At the request of Caesarea, or at the option of Alaris, Alaris will provide
non-binding forecasts covering a period from six (6) months to twelve (12)
months from a Specified Date.
(d) If Caesarea determines that it will be unable to timely deliver
Manufacturing Assembly Kits in accordance with Alaris' orders issued in
accordance with the provisions of Section 11(c) hereof, then Caesarea shall
give Alaris prompt notice thereof and shall indicate the anticipated length of
the delay. If the delay will exceed 15 days from the date specified by Alaris
for delivery, Alaris shall have the right at any time prior to delivery to
cancel its order for such Manufacturing Assembly Kits; provided, however, that
if the delay in delivery is a result of force majeure (as set forth in Section
28(o) hereof) Alaris shall only have the right to cancel such order if the
delay will exceed 30 days from the date specified by Alaris for delivery.

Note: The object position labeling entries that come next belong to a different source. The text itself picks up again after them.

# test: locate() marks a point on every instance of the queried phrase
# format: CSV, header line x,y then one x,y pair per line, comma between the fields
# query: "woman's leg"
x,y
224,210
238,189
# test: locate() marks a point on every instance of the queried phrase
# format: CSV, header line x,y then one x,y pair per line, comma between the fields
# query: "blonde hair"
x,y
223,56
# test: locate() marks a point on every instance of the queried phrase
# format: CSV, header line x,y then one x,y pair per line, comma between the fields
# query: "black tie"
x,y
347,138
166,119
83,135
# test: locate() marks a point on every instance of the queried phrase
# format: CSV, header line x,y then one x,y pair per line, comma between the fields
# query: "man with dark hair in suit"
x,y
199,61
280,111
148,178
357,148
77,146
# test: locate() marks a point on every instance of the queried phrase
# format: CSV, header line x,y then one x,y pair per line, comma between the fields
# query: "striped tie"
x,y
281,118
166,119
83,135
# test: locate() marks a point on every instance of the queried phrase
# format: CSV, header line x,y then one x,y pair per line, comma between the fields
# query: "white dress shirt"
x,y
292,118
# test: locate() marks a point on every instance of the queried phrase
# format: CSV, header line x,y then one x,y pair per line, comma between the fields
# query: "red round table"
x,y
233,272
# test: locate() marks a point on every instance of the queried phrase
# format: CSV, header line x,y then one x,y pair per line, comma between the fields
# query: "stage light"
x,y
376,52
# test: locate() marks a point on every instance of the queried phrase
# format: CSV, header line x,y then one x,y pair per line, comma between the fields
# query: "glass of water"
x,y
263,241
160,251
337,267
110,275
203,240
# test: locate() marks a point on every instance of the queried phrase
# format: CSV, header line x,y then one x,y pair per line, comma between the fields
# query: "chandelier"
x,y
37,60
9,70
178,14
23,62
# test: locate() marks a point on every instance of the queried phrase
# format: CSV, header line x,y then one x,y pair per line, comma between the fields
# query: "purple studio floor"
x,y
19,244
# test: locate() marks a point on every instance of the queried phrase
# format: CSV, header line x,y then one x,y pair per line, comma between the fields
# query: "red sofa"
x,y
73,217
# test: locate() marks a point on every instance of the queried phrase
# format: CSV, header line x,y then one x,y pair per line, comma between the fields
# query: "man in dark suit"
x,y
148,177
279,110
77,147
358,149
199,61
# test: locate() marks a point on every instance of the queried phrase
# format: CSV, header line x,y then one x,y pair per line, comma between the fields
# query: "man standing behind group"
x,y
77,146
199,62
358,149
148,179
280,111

12. ENGAGEMENT OF SUBCONTRACTORS. Caesarea may sub-contract the
manufacture of NIKI Pumps and Manufacturing Assembly Kits only with the prior
written consent of Alaris, which consent shall not be unreasonably withheld;
provided, however, that the subcontracting by Caesarea of the NIKI Pumps and
Manufacturing Assembly Kits shall not relieve Caesarea of any of its
obligations hereunder and Caesarea shall remain responsible for all NIKI Pumps
and Manufacturing Assembly Kits subcontracted as if Caesarea had manufactured
the NIKI Pumps and Manufacturing Assembly Kits itself. The parties acknowledge
and agree that in the event Caesarea elects to sub-contract the manufacture of
the NIKI Pumps and/or Manufacturing Assembly Kits, Alaris shall have the right
to require that any sub-contractor selected by Caesarea submit to a Good
Manufacturing Practice audit by Alaris. If any such sub-contractor does not
meet (i) all applicable regulatory requirements relating to the manufacturing
of the NIKI Pumps or Manufacturing Assembly Kits, as the case may be, including
Good Manufacturing Practices and other requirements of the FDA and applicable
US and EU regulatory agencies, including, without limitation, the European
Medical Device Directives and EN 46001 or EN 46002, as applicable, and (ii) any
additional requirements which Alaris may reasonably require of its own
subcontractors, Alaris may withhold its consent to the engagement of such
subcontractor.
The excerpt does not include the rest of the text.